Tematy: Czechy koronawirus maseczki
Od początku września w Czechach ponownie zacznie obowiązywać nakaz zasłaniania ust i nosa w pomieszczeniach i środkach komunikacji publicznej – poinformował dziś czeski minister zdrowia.
Decyzję Adam Vojtěch tłumaczy między innymi faktem powrotu uczniów do szkół. Jak informują czeskie media, po wakacjach do szkół wrócą uczniowie, w związku z tym Czesi znacznie częściej będą się przemieszczać. Zwiększy się tym samym możliwość kontaktu społecznego stąd decyzja o zasłanianiu twarzy.
Dalsza część artykułu pod materiałem wideo
Usta i nos Czesi będą musieli zasłaniać w sklepach, urzędach, centrach handlowych, podczas imprez masowych w pomieszczeniach, ale obowiązek będzie dotyczył także uczniów przebywających na szkolnych korytarzach. Nie będzie obejmował klas. Maseczki nie będą obowiązkowe także w biurach i restauracjach.
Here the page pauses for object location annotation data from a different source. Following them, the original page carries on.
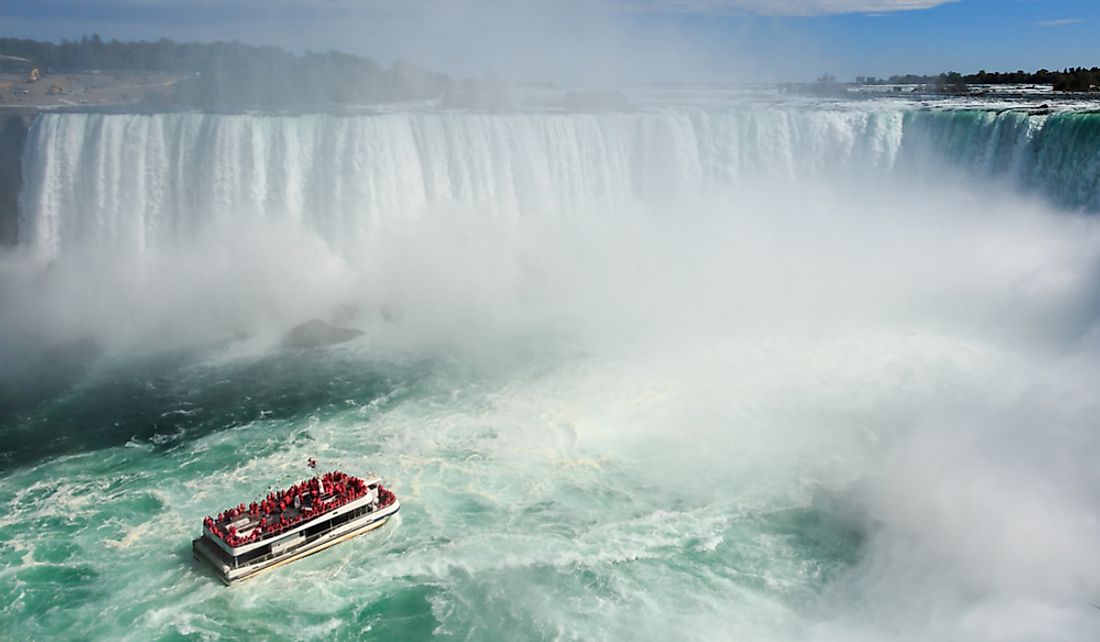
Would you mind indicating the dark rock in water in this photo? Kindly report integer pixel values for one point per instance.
(73, 355)
(317, 333)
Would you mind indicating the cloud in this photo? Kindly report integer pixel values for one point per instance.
(1062, 22)
(784, 7)
(700, 7)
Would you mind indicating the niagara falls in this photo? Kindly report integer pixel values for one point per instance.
(656, 330)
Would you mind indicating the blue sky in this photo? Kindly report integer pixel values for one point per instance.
(614, 40)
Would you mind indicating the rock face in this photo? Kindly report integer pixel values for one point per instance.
(317, 333)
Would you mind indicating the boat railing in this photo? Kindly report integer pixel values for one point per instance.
(273, 553)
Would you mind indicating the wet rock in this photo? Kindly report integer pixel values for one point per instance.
(317, 333)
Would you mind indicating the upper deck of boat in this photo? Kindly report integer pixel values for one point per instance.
(290, 510)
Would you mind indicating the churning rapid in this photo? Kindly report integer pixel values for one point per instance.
(718, 368)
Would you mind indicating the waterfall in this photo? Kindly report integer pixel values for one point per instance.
(131, 181)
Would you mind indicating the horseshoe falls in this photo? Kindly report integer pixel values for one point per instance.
(718, 369)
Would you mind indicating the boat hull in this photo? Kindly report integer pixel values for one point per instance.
(206, 551)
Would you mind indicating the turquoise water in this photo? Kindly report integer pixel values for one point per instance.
(780, 373)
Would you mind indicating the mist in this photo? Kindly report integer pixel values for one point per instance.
(701, 364)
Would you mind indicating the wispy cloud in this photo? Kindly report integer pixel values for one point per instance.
(1062, 22)
(784, 7)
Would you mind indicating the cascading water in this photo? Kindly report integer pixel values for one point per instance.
(128, 180)
(768, 372)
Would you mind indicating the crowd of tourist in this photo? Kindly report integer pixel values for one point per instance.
(284, 509)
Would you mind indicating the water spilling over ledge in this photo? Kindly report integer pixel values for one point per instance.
(743, 371)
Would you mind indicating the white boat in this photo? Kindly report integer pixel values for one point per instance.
(289, 524)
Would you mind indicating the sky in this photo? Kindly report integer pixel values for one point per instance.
(628, 41)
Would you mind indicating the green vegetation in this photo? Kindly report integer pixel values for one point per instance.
(237, 75)
(1068, 79)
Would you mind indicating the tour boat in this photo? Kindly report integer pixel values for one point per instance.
(293, 523)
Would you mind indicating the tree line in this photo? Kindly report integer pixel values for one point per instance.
(1068, 79)
(232, 74)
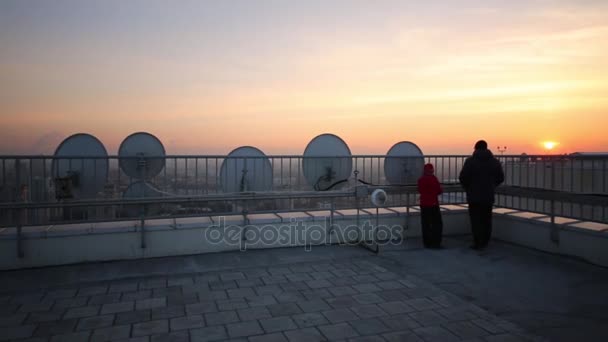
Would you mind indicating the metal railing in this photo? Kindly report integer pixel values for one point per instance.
(191, 185)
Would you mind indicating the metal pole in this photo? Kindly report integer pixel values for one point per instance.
(554, 228)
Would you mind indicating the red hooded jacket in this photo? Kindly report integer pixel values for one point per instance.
(429, 187)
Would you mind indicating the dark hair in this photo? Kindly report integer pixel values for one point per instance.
(481, 145)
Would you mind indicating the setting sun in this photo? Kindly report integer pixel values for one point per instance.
(549, 145)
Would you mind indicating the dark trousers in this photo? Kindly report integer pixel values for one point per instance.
(432, 226)
(481, 223)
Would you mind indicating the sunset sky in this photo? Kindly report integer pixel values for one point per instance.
(209, 76)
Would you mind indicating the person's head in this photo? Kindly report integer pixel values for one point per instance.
(429, 169)
(481, 145)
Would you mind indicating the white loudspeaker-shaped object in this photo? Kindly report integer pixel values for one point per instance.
(379, 197)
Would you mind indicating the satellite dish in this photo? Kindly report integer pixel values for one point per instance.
(141, 189)
(141, 155)
(246, 169)
(333, 165)
(379, 197)
(80, 177)
(404, 163)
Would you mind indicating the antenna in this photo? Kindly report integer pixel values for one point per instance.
(379, 198)
(326, 162)
(403, 164)
(141, 155)
(137, 190)
(79, 177)
(246, 168)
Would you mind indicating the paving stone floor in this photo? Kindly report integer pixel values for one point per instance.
(332, 293)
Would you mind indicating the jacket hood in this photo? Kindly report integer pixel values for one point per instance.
(484, 154)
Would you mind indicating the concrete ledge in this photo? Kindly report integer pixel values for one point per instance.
(69, 244)
(575, 241)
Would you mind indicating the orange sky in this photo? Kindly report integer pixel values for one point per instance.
(513, 74)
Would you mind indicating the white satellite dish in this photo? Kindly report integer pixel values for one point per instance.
(80, 177)
(246, 169)
(326, 161)
(404, 163)
(141, 155)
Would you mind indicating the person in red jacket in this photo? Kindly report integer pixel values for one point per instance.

Zasłanianie twarzy, dezynfekcja i dystans społeczny to podstawowe zasady walki z koronawirusem w Czechach.
Od września w Czechach będą organizowane także imprezy masowe na znacznie większą liczbę osób. Maksymalny limit uczestników w imprezie plenerowej wyniesie tysiąc osób, ale jeżeli będzie pięć osobnych wejść, to nawet pięć tysięcy. W pomieszczeniach zamkniętych – pięćset osób, jeżeli będzie jednak pięć niezależnych sektorów, to nawet dwa i pół tysiąca – informuje portal idnes.cz.
Od 24 sierpnia skrócony z czternastu do dziesięciu dni zostaje u naszego południowego sąsiada także okres kwarantanny dla osób, które miały kontakt z chorymi lub przechodzą chorobę bezobjawowo.